With the onslaught of trendy diets and health-conscious companies, more and more granola bar brands are eschewing sugar in favor of natural sweeteners. Forget those granola bars that are basically thinly veiled candy bars. Now, granola bar brands are replacing refined sugars with dried fruits and dark chocolate chips. But does that make them inherently “good?”
Granola has a reputation as being a health food product, but most store-bought granola and granola bar brands are loaded with processed sugars, oil, preservatives, and tons of carbs. Nature Valley, Special K, Quaker Oats, and Fiber One bars are chock full of nasty additives. Balance bars, for instance, are overloaded with ingredients you’d find in your average liquor store candy bar. The deceptively named bars include Chocolate Caramel Peanut Nougat flavor that boasts a whopping 23% of your daily saturated fat, 22 grams of carbs, and 12 grams of sugar (from sweeteners like brown rice syrup, cane syrup, and tapioca syrup). According to the American Heart Association (AHA), the average man should consume 37.5 grams of sugar in a day and the average woman should intake 25 grams. So your “healthy” bar leaves little room for a spoonful of sugar in your morning coffee or for a post-dinner treat.

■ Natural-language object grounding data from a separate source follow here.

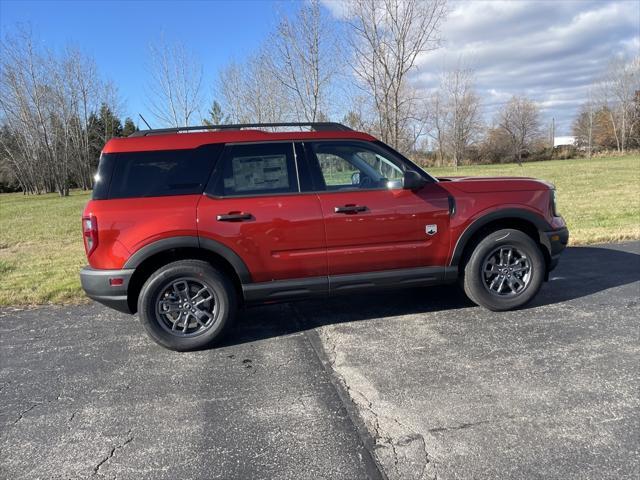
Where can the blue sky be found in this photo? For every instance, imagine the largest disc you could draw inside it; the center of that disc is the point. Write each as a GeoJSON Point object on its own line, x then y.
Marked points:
{"type": "Point", "coordinates": [118, 33]}
{"type": "Point", "coordinates": [551, 51]}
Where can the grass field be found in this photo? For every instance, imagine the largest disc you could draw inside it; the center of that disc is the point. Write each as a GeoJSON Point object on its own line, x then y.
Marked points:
{"type": "Point", "coordinates": [41, 247]}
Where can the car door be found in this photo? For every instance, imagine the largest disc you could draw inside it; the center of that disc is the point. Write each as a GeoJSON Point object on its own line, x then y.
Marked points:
{"type": "Point", "coordinates": [253, 205]}
{"type": "Point", "coordinates": [371, 222]}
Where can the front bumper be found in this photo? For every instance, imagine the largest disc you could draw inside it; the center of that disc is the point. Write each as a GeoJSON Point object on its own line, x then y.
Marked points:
{"type": "Point", "coordinates": [555, 241]}
{"type": "Point", "coordinates": [96, 284]}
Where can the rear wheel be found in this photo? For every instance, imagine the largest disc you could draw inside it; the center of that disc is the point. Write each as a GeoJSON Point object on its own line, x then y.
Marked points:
{"type": "Point", "coordinates": [187, 305]}
{"type": "Point", "coordinates": [505, 270]}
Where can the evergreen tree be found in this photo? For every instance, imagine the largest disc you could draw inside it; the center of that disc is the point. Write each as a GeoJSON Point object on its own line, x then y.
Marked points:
{"type": "Point", "coordinates": [216, 116]}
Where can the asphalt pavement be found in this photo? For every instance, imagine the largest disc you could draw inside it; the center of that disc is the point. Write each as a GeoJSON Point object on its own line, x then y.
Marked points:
{"type": "Point", "coordinates": [412, 384]}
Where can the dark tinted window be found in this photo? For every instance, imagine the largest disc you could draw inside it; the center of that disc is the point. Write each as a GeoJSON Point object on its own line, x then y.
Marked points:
{"type": "Point", "coordinates": [257, 169]}
{"type": "Point", "coordinates": [103, 177]}
{"type": "Point", "coordinates": [161, 173]}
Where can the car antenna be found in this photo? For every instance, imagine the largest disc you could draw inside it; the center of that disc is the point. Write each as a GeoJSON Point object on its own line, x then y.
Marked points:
{"type": "Point", "coordinates": [146, 123]}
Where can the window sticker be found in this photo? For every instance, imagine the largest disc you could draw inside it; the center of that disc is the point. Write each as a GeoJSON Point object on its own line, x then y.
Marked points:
{"type": "Point", "coordinates": [259, 173]}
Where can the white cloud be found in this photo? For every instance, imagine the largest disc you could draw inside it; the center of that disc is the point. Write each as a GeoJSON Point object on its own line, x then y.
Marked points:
{"type": "Point", "coordinates": [550, 51]}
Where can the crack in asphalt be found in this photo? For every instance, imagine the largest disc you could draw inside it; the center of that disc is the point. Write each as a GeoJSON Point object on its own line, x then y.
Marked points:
{"type": "Point", "coordinates": [462, 426]}
{"type": "Point", "coordinates": [22, 414]}
{"type": "Point", "coordinates": [381, 438]}
{"type": "Point", "coordinates": [96, 469]}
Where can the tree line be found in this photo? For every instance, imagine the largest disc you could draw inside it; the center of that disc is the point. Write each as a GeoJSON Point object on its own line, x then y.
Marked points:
{"type": "Point", "coordinates": [56, 111]}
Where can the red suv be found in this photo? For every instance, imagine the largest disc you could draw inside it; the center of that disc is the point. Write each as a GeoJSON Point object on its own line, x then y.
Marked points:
{"type": "Point", "coordinates": [184, 227]}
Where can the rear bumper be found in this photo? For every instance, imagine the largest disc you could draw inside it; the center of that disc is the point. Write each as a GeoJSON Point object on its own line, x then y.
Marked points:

You’d think, then, that so-called energy bars and meal replacement bars would be a better bet. But no — bar brands with a health halo, like Odwalla, Kashi, and Clif, can be as injurious to your health as their more mass-produced counterparts. Take, for instance, thinkThin’s High Protein Bars, which claim to be a healthy meal replacement alternative and boast being “sugar free.” Look closely and you’ll see that these bars may not contain any added sugar, but they do contain sugar alcohols, in the form of maltitol syrup and glycerin. What does this mean? Sugar alcohol allows companies to legally claim “sugar free” status but these bars are chock-full of artificial sweeteners, which are arguably more detrimental than natural sugar.
So what bars should we be eating? Forget the granola. Instead, look to bars that get a power punch from nuts and seeds, dried fruits, and egg whites.
Granola Bar Brands Get Fruity
The grams of sugar in fruit are not processed and are more easily recognized by your body than processed sweeteners. Opt for a bar that uses dates, cherries, or blueberries as their sugary element. The gluten-free Pineapple Chia Energy Bars from Amrita Health Foods get a sweet and tart flavor from organic pineapple and heft from chia seeds. They use no artificial or other sweeteners for each bar’s 11 sugar grams –tasty without being unhealthy. You can also find fruit-sweetened bars from Larabar, which mostly contain fewer than six ingredients, like dates, apples, walnuts, and cinnamon, per bar. The latest entrant into the market, ZEGO Just Fruit Bar makes bars such as Raspberry which are sweetened only with raspberry concentrate and apple juice.
Go Nuts for Nuts & Grains
Nut and grain bars are often targeted at a more health-conscious consumer. KIND Bars are a healthy and simple combination of dried fruit, various nuts, and the occasional chocolate chip. It’s basically like eating trail mix in bar form. They do, however, tend to have a bit of added glucose, so try their Healthy Grains Bar with at least five super grains and sweetened with natural ingredients like chocolate and honey. Awesome Bars are also an awesome way (yeah, we went there) to indulge in a granola-based, nutty bar without questionable ingredients.
Pack a Protein Punch from Egg Whites
RXBAR is the newcomer on the scene, and they blow the competition out of the water with a staggeringly simple base ingredient list that includes egg whites, almonds, cashews, and dates. Each flavor gets a burst of sweetness from blueberries, mixed berries, chocolate, or coconut. But the 17 grams of sugar in their Blueberry Bar, like its additive-heavy competitors, still gets you halfway to your total daily sugar consumption. Buyer beware.